Alerte aux risques : concentration de liquidité et perturbations macroéconomiques
Malgré le signal positif envoyé par le programme de rachat, les données on-chain révèlent que le risque persiste. D’abord, la concentration de l’offre n’est pas résolue : 75 % de l’offre est verrouillée dans des adresses suspectes de coffre-fort, ce qui donne au projet un contrôle absolu sur l’offre du marché. Si le rythme de déblocage ne correspond pas à la capacité du marché secondaire à absorber, cela pourrait entraîner une forte volatilité. Ensuite, le contexte macroéconomique reste défavorable : la contraction de la liquidité due aux liquidations à effet de levier continue, et les nouveaux jetons en circulation subissent une pression à la baisse sur leur valorisation. Enfin, le passé du projet avec des liens à FTX demeure une source potentielle de méfiance. Bien que la distribution sans interne ait en partie déchargé le projet de ses passifs historiques, toute faille réglementaire ou financière dans l’industrie pourrait être amplifiée dans le climat actuel de méfiance.
Conclusion
La réponse de Backpack à l’incident des « sorcières » n’est pas seulement une gestion de crise, mais aussi un test de tolérance à la gouvernance Web3. En établissant un mécanisme de recours « critère 3 » et un programme de rachat dédié, le projet tente de trouver un équilibre entre conformité rigide et flexibilité utilisateur. Pour l’industrie, cet événement souligne qu’en cas de distribution décentralisée confrontée à une exécution centralisée, il est essentiel d’établir des mécanismes de résolution des différends plus transparents. La valeur future du jeton BP dépendra non seulement de la concrétisation de sa narration de « conversion d’actions », mais aussi de la capacité du projet à intégrer ce mécanisme de « patch » dans un système durable de protection des droits des utilisateurs.
FAQ
Q1 : Quel est le contenu précis du « critère 3 » de Backpack ?
R : Selon l’annonce officielle, tout utilisateur ayant utilisé un appareil pour plus de 3 comptes et étant identifié comme sorcier pourra, après vérification manuelle, se voir rembourser plus de 50 % de ses points.
Q2 : Comment le programme de rachat compense-t-il les utilisateurs ?

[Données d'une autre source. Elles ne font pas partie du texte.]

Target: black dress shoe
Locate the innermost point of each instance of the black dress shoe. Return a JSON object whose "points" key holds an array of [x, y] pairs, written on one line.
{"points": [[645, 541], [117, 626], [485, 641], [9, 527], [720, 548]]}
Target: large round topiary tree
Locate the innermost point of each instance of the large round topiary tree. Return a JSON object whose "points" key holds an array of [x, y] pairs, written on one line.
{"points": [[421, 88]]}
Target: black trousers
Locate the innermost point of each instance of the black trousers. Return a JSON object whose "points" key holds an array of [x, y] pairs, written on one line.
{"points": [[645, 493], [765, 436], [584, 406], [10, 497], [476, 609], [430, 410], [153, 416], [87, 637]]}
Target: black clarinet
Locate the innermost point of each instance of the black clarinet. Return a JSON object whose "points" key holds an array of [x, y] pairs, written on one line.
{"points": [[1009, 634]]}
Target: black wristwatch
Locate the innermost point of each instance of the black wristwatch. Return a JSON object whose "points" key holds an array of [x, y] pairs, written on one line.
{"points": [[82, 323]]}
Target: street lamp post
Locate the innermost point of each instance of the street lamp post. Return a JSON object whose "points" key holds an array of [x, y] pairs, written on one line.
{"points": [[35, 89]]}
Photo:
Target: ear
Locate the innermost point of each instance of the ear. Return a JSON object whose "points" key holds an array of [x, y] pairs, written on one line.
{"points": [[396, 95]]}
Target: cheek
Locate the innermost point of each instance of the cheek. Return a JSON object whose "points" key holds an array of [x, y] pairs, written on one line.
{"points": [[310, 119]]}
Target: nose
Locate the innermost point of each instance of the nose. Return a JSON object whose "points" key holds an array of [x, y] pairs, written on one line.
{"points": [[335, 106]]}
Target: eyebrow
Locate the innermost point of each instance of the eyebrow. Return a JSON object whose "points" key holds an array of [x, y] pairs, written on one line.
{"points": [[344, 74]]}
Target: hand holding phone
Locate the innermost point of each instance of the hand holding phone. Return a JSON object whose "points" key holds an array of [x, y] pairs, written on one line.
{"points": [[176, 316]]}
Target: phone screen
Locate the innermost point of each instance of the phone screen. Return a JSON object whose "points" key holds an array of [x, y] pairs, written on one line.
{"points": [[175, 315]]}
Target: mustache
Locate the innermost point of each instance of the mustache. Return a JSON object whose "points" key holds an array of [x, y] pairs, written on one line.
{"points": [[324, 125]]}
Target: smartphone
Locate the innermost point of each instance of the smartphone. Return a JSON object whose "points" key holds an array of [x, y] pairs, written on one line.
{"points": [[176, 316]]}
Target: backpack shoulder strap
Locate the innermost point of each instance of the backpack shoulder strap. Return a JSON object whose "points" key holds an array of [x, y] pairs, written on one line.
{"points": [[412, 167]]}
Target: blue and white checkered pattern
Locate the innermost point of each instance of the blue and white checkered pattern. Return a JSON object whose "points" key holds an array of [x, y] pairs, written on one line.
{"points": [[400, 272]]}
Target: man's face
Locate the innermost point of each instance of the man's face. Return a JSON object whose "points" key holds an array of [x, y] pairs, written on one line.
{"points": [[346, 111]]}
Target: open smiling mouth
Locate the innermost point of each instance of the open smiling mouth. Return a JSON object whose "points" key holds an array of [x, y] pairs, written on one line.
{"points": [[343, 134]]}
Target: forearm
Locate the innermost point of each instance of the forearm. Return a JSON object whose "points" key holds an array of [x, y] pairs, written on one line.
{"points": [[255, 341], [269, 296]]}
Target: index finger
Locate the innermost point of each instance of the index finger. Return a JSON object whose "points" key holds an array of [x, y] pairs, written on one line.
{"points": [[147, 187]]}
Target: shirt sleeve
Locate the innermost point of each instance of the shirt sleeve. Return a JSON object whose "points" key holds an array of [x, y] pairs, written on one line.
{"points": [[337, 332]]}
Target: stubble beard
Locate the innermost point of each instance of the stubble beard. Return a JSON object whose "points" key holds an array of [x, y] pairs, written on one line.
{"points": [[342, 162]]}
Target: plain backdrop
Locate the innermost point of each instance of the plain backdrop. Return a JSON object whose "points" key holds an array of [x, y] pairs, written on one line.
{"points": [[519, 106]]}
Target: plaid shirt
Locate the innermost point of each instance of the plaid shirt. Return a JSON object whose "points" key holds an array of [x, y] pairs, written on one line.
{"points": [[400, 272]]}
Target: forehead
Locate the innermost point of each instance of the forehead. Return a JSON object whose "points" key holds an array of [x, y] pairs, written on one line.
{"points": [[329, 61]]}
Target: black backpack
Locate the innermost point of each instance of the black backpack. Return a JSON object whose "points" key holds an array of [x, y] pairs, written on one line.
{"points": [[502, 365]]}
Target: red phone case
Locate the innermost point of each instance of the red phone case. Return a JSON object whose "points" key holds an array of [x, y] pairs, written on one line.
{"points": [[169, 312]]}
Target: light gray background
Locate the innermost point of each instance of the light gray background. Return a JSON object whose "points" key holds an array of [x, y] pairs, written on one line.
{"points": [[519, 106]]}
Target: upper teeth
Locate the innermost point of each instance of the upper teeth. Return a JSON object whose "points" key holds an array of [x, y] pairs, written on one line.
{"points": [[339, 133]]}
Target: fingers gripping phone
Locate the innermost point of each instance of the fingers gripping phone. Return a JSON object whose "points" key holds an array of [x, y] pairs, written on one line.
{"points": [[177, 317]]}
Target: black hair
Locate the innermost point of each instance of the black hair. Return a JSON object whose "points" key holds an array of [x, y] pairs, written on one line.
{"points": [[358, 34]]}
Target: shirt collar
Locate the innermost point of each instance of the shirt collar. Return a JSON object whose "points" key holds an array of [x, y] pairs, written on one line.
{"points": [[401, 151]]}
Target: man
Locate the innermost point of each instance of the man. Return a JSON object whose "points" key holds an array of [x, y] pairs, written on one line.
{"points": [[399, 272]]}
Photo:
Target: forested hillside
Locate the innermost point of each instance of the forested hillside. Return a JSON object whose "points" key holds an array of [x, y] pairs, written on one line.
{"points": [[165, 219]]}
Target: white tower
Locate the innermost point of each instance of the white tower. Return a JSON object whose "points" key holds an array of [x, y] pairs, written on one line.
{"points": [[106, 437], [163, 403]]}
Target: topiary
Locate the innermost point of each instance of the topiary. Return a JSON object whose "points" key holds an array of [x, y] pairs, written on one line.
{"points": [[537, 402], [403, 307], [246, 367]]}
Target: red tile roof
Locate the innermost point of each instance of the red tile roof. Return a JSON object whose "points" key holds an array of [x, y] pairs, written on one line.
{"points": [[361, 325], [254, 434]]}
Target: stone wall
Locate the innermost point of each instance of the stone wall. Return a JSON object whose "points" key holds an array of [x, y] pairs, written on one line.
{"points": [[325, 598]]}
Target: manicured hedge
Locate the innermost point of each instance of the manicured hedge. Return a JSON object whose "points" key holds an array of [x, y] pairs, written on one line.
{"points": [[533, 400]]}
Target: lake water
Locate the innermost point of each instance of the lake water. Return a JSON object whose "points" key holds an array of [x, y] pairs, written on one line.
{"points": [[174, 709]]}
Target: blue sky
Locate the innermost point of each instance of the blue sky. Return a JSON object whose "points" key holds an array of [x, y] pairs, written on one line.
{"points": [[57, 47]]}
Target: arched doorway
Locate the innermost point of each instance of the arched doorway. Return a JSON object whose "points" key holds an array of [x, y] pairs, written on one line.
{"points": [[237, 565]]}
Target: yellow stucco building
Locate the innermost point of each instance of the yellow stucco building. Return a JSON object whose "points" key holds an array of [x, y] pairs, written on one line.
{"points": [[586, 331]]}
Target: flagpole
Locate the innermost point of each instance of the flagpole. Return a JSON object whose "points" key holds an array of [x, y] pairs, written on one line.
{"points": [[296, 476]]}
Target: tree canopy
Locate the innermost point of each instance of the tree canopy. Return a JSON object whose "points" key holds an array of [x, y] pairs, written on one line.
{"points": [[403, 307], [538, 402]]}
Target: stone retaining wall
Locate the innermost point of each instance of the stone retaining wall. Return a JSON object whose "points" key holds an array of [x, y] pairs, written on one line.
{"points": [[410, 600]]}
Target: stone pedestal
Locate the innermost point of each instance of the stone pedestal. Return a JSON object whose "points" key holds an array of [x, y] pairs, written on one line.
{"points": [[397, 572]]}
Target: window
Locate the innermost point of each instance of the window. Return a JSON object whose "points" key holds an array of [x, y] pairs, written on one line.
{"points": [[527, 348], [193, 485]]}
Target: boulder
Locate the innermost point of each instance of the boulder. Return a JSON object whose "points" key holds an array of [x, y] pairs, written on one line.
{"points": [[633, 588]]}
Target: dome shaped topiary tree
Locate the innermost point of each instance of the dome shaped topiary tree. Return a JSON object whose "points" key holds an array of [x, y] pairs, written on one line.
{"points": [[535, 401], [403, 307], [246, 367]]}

R : L’équipe de Backpack lancera dans les prochains jours un programme spécifique, achetant des jetons sur le marché secondaire pour les redistribuer aux utilisateurs éligibles via le mécanisme de recours.
Q3 : Quelles sont les caractéristiques de la répartition du jeton BP ?
R : Sur 1 milliard de jetons, 25 % ont été distribués par airdrop à la communauté, sans allocation interne au projet ou aux investisseurs lors du TGE. Le reste est lié à des jalons de développement et à une IPO potentielle.
Q4 : Quelles leçons pour les utilisateurs crypto ?
R : Lors de la participation à un airdrop, il est conseillé de respecter les règles anti-sorcières du projet, notamment en évitant de se connecter avec le même appareil ou IP à plusieurs comptes. Il est également important de vérifier si le projet dispose d’un mécanisme de recours pour défendre ses droits en cas de fausse identification.